Abstract

Proteins are the molecular machinery of the human body, and their malfunctioning is often responsible for diseases, making them crucial targets for drug discovery. The three-dimensional structure of a protein determines its biological function, its conformational state determines substrates, cofactors, and protein binding. Rational drug discovery employs engineered small molecules to selectively interact with proteins to modulate their function. To selectively target a protein and to design small molecules, knowing the protein structure with all its specific conformation is critical. Unfortunately, for a large number of proteins relevant for drug discovery, the three-dimensional structure has not yet been experimentally solved.
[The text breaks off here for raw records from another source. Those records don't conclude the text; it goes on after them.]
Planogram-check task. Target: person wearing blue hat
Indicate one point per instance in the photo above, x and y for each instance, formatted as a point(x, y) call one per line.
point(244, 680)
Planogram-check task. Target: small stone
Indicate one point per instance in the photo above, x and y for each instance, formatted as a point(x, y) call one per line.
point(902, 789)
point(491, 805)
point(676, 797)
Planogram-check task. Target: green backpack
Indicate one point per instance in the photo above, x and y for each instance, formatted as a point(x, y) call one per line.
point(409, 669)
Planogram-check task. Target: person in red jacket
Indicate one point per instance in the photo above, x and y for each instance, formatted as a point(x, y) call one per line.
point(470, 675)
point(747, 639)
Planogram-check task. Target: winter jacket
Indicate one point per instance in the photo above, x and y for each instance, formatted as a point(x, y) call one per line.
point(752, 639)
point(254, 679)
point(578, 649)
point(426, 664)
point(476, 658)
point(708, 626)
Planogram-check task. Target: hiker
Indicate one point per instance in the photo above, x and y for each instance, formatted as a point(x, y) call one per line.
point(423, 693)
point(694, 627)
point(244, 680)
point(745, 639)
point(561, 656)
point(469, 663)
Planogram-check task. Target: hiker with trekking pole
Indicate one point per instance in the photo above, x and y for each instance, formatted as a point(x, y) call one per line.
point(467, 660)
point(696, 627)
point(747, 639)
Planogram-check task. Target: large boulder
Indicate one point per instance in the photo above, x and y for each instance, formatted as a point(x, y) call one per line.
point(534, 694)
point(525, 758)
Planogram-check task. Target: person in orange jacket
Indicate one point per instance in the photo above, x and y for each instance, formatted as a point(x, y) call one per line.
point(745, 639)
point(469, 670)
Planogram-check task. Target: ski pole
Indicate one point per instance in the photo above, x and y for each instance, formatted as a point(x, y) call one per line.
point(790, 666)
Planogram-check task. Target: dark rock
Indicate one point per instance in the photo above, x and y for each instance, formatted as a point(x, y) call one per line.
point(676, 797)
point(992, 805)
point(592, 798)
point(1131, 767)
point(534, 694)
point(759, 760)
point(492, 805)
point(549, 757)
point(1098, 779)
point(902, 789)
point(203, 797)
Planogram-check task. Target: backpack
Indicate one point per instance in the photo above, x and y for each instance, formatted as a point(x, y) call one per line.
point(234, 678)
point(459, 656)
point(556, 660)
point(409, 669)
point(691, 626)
Therefore, accurately predicting their structure based on their amino acid sequence is one of the grant challenges in biology. Recently, AlphaFold2, a machine learning application based on a deep neural network, was able to predict unknown structures of proteins with an unprecedented accuracy. Despite the impressive progress made by AlphaFold2, nature still challenges the field of structure prediction. In this Perspective, we explore how AlphaFold2 and related methods help make drug design more efficient. Furthermore, we discuss the roles of predicting domain-domain orientations, all relevant conformational states, the influence of posttranslational modifications, and conformational changes due to protein binding partners. We highlight where further improvements are needed for advanced machine learning methods to be successfully and frequently used in the pharmaceutical industry.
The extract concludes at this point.